One of the most common questions I’ve received this year from readers is: “How much of Hand Me Down is true?” As a short answer, I say about 80%. But the truer answer is much more complicated.
The basic storyline of a mother choosing her convict husband over her daughters is actually true and did indeed happen to me and my sister. Most of the characters are based on real people, the places Liz and Jaime live are where my sister and I lived, so as I began writing, I started with my memories. I conjured up scenes and conversations from my past, from a time in my life I will never forget, and made tons of notes. I did research by reading old journals from when I was fourteen, reliving all the pain of those years, finding partial scenes written out in my messy cursive, snippets of dialogue that I’d actually formatted in quotes so I would know exactly what was said. At the time, I wanted a witness to the things the adults around me were saying, a record of the lines they used. Some of those lines made it into the published book.

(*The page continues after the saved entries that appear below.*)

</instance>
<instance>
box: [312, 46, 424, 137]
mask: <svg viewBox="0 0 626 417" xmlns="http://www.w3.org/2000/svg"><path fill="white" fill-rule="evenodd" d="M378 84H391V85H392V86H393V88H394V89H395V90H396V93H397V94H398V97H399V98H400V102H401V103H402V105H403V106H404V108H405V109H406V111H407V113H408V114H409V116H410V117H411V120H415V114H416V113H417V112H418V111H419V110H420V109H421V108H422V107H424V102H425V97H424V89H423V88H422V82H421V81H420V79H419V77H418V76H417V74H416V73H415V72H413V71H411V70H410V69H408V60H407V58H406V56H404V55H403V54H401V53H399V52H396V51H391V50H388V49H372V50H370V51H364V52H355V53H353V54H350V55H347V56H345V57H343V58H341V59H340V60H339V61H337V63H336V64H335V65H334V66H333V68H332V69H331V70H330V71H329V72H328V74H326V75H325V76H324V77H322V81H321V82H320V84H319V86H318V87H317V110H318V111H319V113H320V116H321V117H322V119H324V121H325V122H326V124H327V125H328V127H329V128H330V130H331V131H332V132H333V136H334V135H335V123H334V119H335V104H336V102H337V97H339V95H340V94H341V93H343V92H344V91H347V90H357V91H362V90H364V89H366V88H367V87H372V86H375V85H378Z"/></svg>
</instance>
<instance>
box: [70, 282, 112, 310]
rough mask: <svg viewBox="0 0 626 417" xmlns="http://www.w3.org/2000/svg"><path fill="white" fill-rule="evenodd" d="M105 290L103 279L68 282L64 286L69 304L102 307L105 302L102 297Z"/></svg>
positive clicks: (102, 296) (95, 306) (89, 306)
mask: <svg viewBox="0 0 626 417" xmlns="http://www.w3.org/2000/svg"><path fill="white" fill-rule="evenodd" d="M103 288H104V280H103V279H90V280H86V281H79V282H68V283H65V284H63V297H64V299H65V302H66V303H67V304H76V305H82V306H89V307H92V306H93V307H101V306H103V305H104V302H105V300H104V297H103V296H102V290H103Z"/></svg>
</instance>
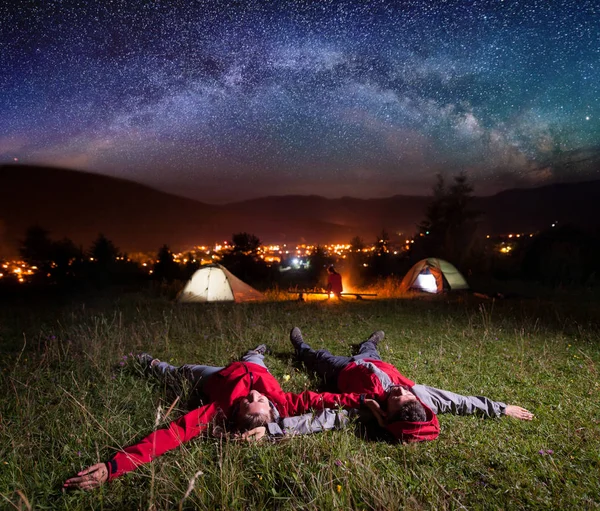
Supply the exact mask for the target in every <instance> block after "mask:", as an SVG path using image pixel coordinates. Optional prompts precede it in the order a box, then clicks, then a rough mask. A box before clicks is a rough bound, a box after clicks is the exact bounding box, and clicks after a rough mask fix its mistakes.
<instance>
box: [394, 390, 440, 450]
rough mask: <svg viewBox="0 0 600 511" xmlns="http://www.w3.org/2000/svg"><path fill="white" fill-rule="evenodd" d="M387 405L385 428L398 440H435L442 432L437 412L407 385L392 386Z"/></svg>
mask: <svg viewBox="0 0 600 511" xmlns="http://www.w3.org/2000/svg"><path fill="white" fill-rule="evenodd" d="M386 405H387V417H386V423H385V429H386V430H387V431H388V432H389V433H391V434H392V435H393V437H394V439H395V441H396V442H422V441H424V440H434V439H435V438H437V436H438V435H439V434H440V425H439V422H438V420H437V417H436V416H435V413H433V411H432V410H431V408H429V407H427V406H426V405H424V404H423V403H421V401H419V399H418V398H417V397H416V396H415V395H414V394H413V393H412V392H410V391H409V390H408V389H407V388H406V387H402V386H395V387H392V388H391V389H390V391H389V392H388V395H387V399H386Z"/></svg>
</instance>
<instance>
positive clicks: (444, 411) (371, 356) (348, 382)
mask: <svg viewBox="0 0 600 511" xmlns="http://www.w3.org/2000/svg"><path fill="white" fill-rule="evenodd" d="M383 338H384V333H383V331H381V330H379V331H377V332H374V333H373V334H371V336H370V337H369V338H368V339H367V340H366V341H364V342H363V343H362V344H361V345H360V350H359V353H358V355H355V356H354V357H345V356H336V355H332V354H331V353H330V352H329V351H327V350H318V351H315V350H313V349H312V348H311V347H310V346H309V345H308V344H307V343H306V342H305V341H304V339H303V337H302V333H301V332H300V329H299V328H294V329H292V331H291V332H290V340H291V342H292V344H293V346H294V348H295V352H296V357H297V359H298V360H299V361H302V362H304V364H305V365H306V367H307V368H308V369H309V370H313V371H315V372H316V373H317V374H319V375H320V376H321V377H322V378H323V379H324V380H325V381H326V382H329V383H333V384H334V385H335V386H336V388H337V390H338V391H340V392H368V393H371V394H372V395H375V396H378V397H377V398H376V400H377V402H379V403H381V404H382V406H381V408H380V409H378V410H377V409H376V410H373V409H371V411H372V412H374V414H375V417H376V419H377V421H378V423H379V425H380V426H382V427H383V428H384V429H386V430H387V431H388V432H389V433H391V434H392V435H393V436H394V437H395V438H396V439H397V440H399V441H408V442H415V441H423V440H433V439H435V438H436V437H437V436H438V434H439V424H438V421H437V418H436V415H437V414H440V413H453V414H456V415H470V414H480V415H483V416H486V417H500V416H502V415H508V416H510V417H514V418H517V419H520V420H532V419H533V414H532V413H531V412H529V411H528V410H526V409H525V408H522V407H520V406H516V405H507V404H506V403H503V402H501V401H492V400H491V399H489V398H487V397H483V396H462V395H460V394H456V393H454V392H450V391H448V390H442V389H437V388H434V387H429V386H427V385H419V384H416V383H415V382H413V381H411V380H409V379H408V378H407V377H406V376H404V375H403V374H401V373H400V372H399V371H398V369H396V368H395V367H394V366H393V365H391V364H389V363H386V362H383V361H382V360H381V357H380V356H379V353H378V351H377V344H378V343H379V342H380V341H381V340H382V339H383Z"/></svg>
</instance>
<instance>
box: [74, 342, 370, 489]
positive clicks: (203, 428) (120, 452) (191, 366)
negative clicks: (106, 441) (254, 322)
mask: <svg viewBox="0 0 600 511" xmlns="http://www.w3.org/2000/svg"><path fill="white" fill-rule="evenodd" d="M266 350H267V347H266V346H265V345H264V344H261V345H259V346H257V347H256V348H254V349H253V350H249V351H248V352H247V353H246V354H245V355H244V357H242V361H241V362H233V363H231V364H229V365H228V366H227V367H212V366H193V367H195V369H192V366H187V367H186V366H183V368H182V369H181V371H182V372H184V373H185V372H186V371H193V373H194V374H195V375H196V377H197V379H196V381H197V383H198V384H199V385H200V387H201V388H200V390H201V391H202V393H203V395H204V396H205V397H206V402H208V404H206V405H203V406H200V407H199V408H197V409H195V410H192V411H191V412H189V413H187V414H186V415H184V416H182V417H180V418H179V419H177V420H175V421H173V422H171V423H170V424H169V426H168V427H167V428H164V429H159V430H157V431H154V432H153V433H150V435H148V436H147V437H146V438H144V439H143V440H142V441H140V442H139V443H137V444H135V445H132V446H130V447H127V448H125V449H123V450H122V451H120V452H118V453H117V454H115V456H113V458H112V459H110V460H109V461H108V462H107V463H97V464H95V465H92V466H91V467H88V468H87V469H85V470H82V471H81V472H79V473H78V474H77V476H75V477H72V478H70V479H68V480H67V481H65V483H64V487H65V488H81V489H86V490H87V489H91V488H96V487H98V486H100V485H101V484H103V483H105V482H106V481H109V480H112V479H114V478H116V477H119V476H121V475H123V474H126V473H127V472H130V471H132V470H135V469H136V468H137V467H139V466H140V465H143V464H145V463H148V462H150V461H152V460H153V459H154V458H157V457H158V456H161V455H162V454H164V453H165V452H167V451H169V450H171V449H174V448H176V447H178V446H179V445H181V444H182V443H184V442H188V441H189V440H191V439H192V438H194V437H196V436H198V435H200V434H201V433H204V432H206V431H207V430H208V429H209V426H210V425H211V423H212V422H214V420H216V419H217V418H218V417H219V416H222V415H224V416H225V418H227V419H229V420H231V421H232V422H233V424H234V427H235V428H236V429H237V430H238V431H242V432H243V431H247V430H252V429H254V428H259V427H260V426H264V425H266V424H268V423H270V422H273V421H274V420H276V419H277V418H279V417H288V416H293V415H300V414H303V413H305V412H308V411H309V410H311V409H317V410H321V409H323V408H338V407H343V408H347V409H352V408H359V407H360V406H361V404H365V396H364V395H360V394H331V393H321V394H318V393H315V392H310V391H305V392H302V393H301V394H293V393H290V392H288V393H286V392H283V390H282V389H281V386H280V385H279V382H278V381H277V380H276V379H275V378H274V377H273V376H272V375H271V373H269V370H268V369H267V367H266V366H265V364H264V360H263V359H264V353H265V352H266ZM140 360H141V361H142V362H145V363H146V364H153V365H154V367H155V368H156V369H157V370H158V371H163V372H164V373H167V372H168V371H173V370H175V371H178V370H179V369H178V368H175V367H173V366H169V365H168V364H164V363H162V362H156V363H153V359H152V357H151V356H150V355H147V354H143V355H142V356H141V357H140ZM161 364H163V365H162V366H161ZM367 401H370V400H367ZM367 405H370V403H369V404H367ZM371 406H372V405H371Z"/></svg>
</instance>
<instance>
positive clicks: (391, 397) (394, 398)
mask: <svg viewBox="0 0 600 511" xmlns="http://www.w3.org/2000/svg"><path fill="white" fill-rule="evenodd" d="M410 401H417V396H415V395H414V394H413V393H412V392H410V391H409V390H408V389H406V388H405V387H400V386H395V387H392V388H391V389H390V391H389V394H388V399H387V404H388V410H387V411H388V415H390V416H394V414H396V412H398V410H400V408H401V407H402V405H404V404H406V403H408V402H410Z"/></svg>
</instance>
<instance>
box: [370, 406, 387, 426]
mask: <svg viewBox="0 0 600 511" xmlns="http://www.w3.org/2000/svg"><path fill="white" fill-rule="evenodd" d="M365 406H366V407H367V408H368V409H369V410H370V412H371V413H372V414H373V416H374V417H375V419H377V423H378V424H379V425H380V426H381V427H382V428H383V427H385V416H386V415H387V413H386V412H385V410H382V409H381V406H379V403H378V402H377V401H375V400H374V399H365Z"/></svg>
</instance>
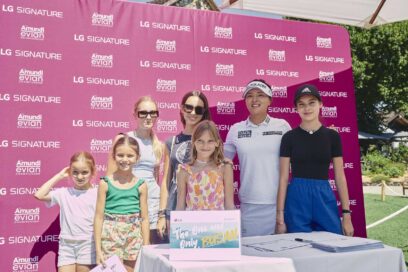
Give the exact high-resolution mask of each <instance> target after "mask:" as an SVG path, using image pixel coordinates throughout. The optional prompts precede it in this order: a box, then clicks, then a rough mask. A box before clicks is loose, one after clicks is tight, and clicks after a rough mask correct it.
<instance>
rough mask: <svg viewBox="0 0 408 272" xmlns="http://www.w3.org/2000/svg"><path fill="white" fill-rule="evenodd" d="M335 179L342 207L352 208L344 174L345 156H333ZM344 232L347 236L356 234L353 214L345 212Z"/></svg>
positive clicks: (333, 166)
mask: <svg viewBox="0 0 408 272" xmlns="http://www.w3.org/2000/svg"><path fill="white" fill-rule="evenodd" d="M333 168H334V177H335V178H334V179H335V182H336V187H337V192H338V193H339V197H340V202H341V208H342V209H343V210H350V200H349V195H348V188H347V181H346V175H345V174H344V168H343V158H342V157H335V158H333ZM342 225H343V233H344V235H346V236H353V235H354V228H353V224H352V222H351V214H350V213H343V221H342Z"/></svg>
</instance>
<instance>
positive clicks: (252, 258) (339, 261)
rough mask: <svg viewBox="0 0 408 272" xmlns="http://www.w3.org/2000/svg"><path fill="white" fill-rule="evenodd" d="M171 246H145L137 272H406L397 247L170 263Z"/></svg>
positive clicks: (277, 236)
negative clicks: (331, 252) (223, 260)
mask: <svg viewBox="0 0 408 272" xmlns="http://www.w3.org/2000/svg"><path fill="white" fill-rule="evenodd" d="M331 235H332V234H330V233H320V232H314V233H308V234H305V233H292V234H283V235H270V236H259V237H246V238H243V239H242V244H243V245H248V244H253V243H257V242H268V241H278V240H282V239H288V240H294V238H303V239H310V240H314V241H321V240H324V239H327V237H330V236H331ZM169 253H170V249H169V245H168V244H164V245H150V246H144V247H143V249H142V251H141V253H140V256H139V258H138V263H137V266H136V270H135V271H140V272H156V271H157V272H167V271H169V272H170V271H171V272H225V271H231V272H235V271H236V272H241V271H256V272H263V271H274V272H275V271H277V272H281V271H282V272H354V271H356V272H366V271H367V272H406V271H407V270H406V267H405V263H404V255H403V254H402V251H401V250H400V249H398V248H393V247H389V246H385V247H384V248H381V249H370V250H361V251H354V252H345V253H330V252H325V251H322V250H318V249H314V248H312V247H311V246H310V245H309V244H307V243H305V244H301V243H300V246H299V247H297V248H292V249H288V250H282V251H278V252H262V251H259V250H256V249H254V248H251V247H246V246H243V247H242V258H241V260H240V261H207V262H202V261H201V262H200V261H169Z"/></svg>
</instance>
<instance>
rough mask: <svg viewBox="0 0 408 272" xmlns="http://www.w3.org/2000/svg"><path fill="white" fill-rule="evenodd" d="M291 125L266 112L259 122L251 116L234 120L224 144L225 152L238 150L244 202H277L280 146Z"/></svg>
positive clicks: (271, 203) (270, 202)
mask: <svg viewBox="0 0 408 272" xmlns="http://www.w3.org/2000/svg"><path fill="white" fill-rule="evenodd" d="M290 129H291V127H290V125H289V124H288V122H286V121H285V120H283V119H277V118H272V117H270V116H267V117H266V118H265V120H264V121H263V122H262V123H260V124H259V125H255V124H254V123H252V122H251V121H250V120H249V118H248V119H247V120H245V121H241V122H238V123H236V124H234V125H233V126H232V127H231V128H230V130H229V132H228V134H227V139H226V141H225V145H224V152H225V156H226V157H228V158H230V159H233V158H234V157H235V154H236V153H238V158H239V166H240V178H241V187H240V189H239V199H240V201H241V202H243V203H251V204H276V196H277V192H278V186H279V148H280V143H281V139H282V136H283V134H285V133H286V132H287V131H289V130H290Z"/></svg>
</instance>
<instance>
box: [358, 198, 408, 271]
mask: <svg viewBox="0 0 408 272" xmlns="http://www.w3.org/2000/svg"><path fill="white" fill-rule="evenodd" d="M364 205H365V213H366V223H367V226H368V225H370V224H372V223H374V222H376V221H378V220H380V219H382V218H384V217H386V216H388V215H390V214H391V213H393V212H396V211H398V210H399V209H401V208H403V207H405V206H406V205H408V198H403V197H391V196H386V198H385V201H384V202H382V201H381V199H380V195H374V194H364ZM367 235H368V238H371V239H376V240H381V241H382V242H383V243H384V244H387V245H389V246H393V247H398V248H401V249H402V251H403V252H404V256H405V263H406V264H407V263H408V210H405V211H404V212H402V213H400V214H399V215H397V216H395V217H393V218H391V219H389V220H388V221H385V222H383V223H382V224H380V225H377V226H375V227H372V228H370V229H368V230H367Z"/></svg>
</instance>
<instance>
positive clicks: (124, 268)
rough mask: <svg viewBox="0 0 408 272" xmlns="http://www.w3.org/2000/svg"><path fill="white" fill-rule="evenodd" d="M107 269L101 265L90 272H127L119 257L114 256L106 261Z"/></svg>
mask: <svg viewBox="0 0 408 272" xmlns="http://www.w3.org/2000/svg"><path fill="white" fill-rule="evenodd" d="M105 264H106V267H103V266H102V265H101V264H100V265H98V266H97V267H95V268H94V269H92V270H91V271H90V272H127V271H126V268H125V267H124V266H123V264H122V262H121V261H120V259H119V257H118V256H116V255H113V256H112V257H110V258H109V259H107V260H106V261H105Z"/></svg>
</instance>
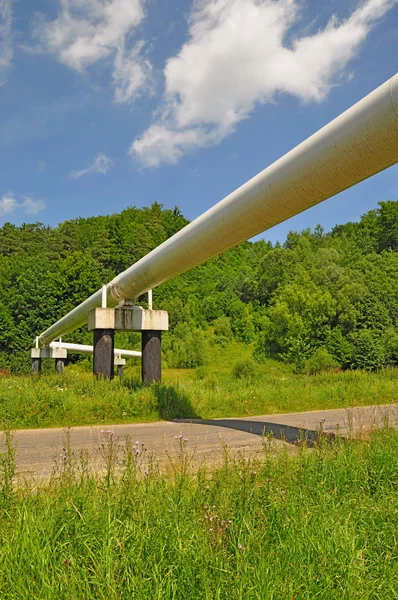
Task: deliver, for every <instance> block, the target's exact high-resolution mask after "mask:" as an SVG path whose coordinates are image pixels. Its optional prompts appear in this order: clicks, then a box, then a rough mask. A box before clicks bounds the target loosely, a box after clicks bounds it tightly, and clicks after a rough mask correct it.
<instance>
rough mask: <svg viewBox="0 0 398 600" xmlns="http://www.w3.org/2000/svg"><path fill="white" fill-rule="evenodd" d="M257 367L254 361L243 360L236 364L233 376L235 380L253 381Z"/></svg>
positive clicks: (233, 366)
mask: <svg viewBox="0 0 398 600" xmlns="http://www.w3.org/2000/svg"><path fill="white" fill-rule="evenodd" d="M255 374H256V367H255V364H254V362H253V361H252V360H242V361H239V362H237V363H235V364H234V366H233V369H232V376H233V377H234V378H235V379H253V377H254V376H255Z"/></svg>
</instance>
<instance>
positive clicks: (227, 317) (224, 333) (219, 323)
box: [214, 316, 234, 346]
mask: <svg viewBox="0 0 398 600" xmlns="http://www.w3.org/2000/svg"><path fill="white" fill-rule="evenodd" d="M214 335H215V336H216V337H215V342H216V343H217V344H220V345H221V346H226V345H227V344H228V342H230V341H231V340H232V338H233V337H234V334H233V333H232V329H231V319H230V318H229V317H226V316H222V317H218V319H216V320H215V321H214Z"/></svg>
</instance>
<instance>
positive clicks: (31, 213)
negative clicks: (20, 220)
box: [19, 196, 46, 215]
mask: <svg viewBox="0 0 398 600" xmlns="http://www.w3.org/2000/svg"><path fill="white" fill-rule="evenodd" d="M19 206H20V207H21V208H22V210H23V211H24V212H25V213H27V214H28V215H36V214H37V213H38V212H40V211H41V210H44V209H45V208H46V205H45V203H44V202H43V200H34V198H31V197H30V196H25V198H24V200H23V202H21V204H20V205H19Z"/></svg>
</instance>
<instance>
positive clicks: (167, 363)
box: [163, 323, 207, 369]
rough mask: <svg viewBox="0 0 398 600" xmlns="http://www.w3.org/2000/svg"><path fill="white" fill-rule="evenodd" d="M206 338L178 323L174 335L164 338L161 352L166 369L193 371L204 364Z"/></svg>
mask: <svg viewBox="0 0 398 600" xmlns="http://www.w3.org/2000/svg"><path fill="white" fill-rule="evenodd" d="M206 342H207V340H206V338H205V335H204V334H203V332H202V331H200V330H199V329H193V328H192V326H191V325H189V324H185V323H180V324H179V325H177V327H176V328H175V330H174V334H168V336H165V337H164V344H163V350H164V355H165V359H166V362H167V365H168V367H171V368H175V369H194V368H195V367H200V366H202V365H204V364H205V363H206V354H207V353H206Z"/></svg>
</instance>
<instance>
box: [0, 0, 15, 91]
mask: <svg viewBox="0 0 398 600" xmlns="http://www.w3.org/2000/svg"><path fill="white" fill-rule="evenodd" d="M12 56H13V48H12V11H11V0H0V85H2V83H4V80H3V78H2V72H3V73H4V72H5V71H7V70H8V69H9V67H10V65H11V61H12Z"/></svg>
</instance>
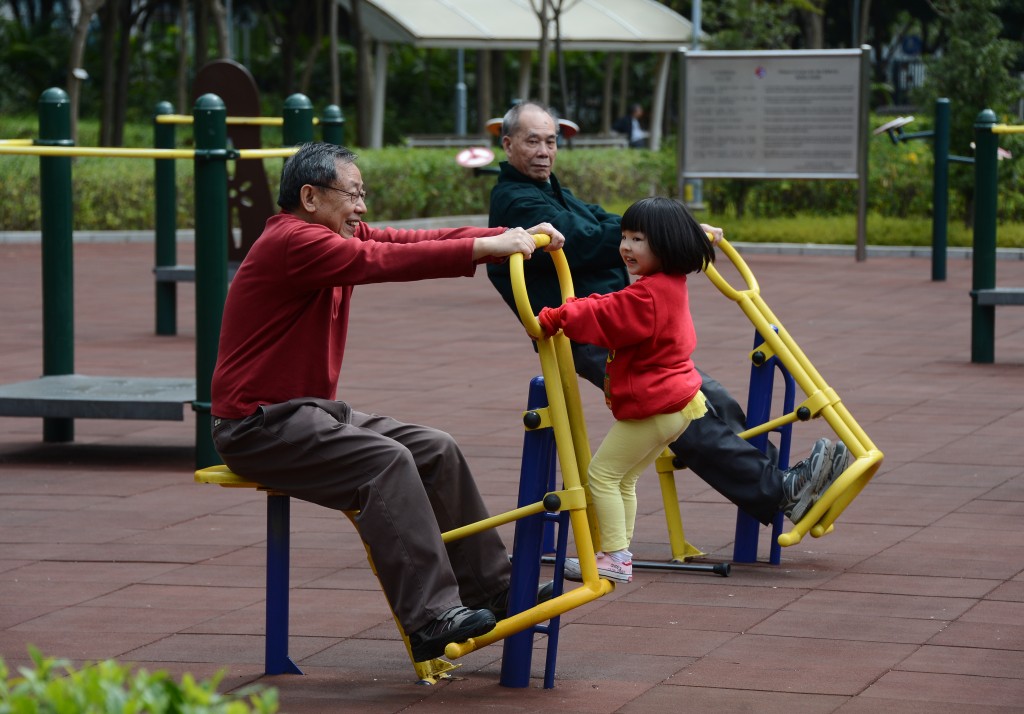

At first, scenes very closely resembled my recollections. But as I revised, the story shifted in small ways. I added lines of dialogue and removed others; I exaggerated mannerisms, inserted character traits to supplement the ones the real people had; I changed timelines of events, when certain conversations took place, or who was involved. I studied with Pam Houston, who has made a career out of using personal experience as the basis for her fiction, so I learned to walk the line between fiction and non from a master. I’ve discovered that I love having a foot in both worlds, so I allowed myself to make the necessary adjustments for the good of the story. The details, the inconsequential daily minutia, were altered, but the emotional journey Liz makes is 100% true.
Over the years my continued work on the book organically created something that, while based on real events, is also indeed a work of fiction. Fiction that rings true, that reveals truths—what it means to be family, the power of forgiveness, the incredible bonds of sisterhood—is my favorite kind of writing. I hope that’s what I’ve accomplished with Hand Me Down.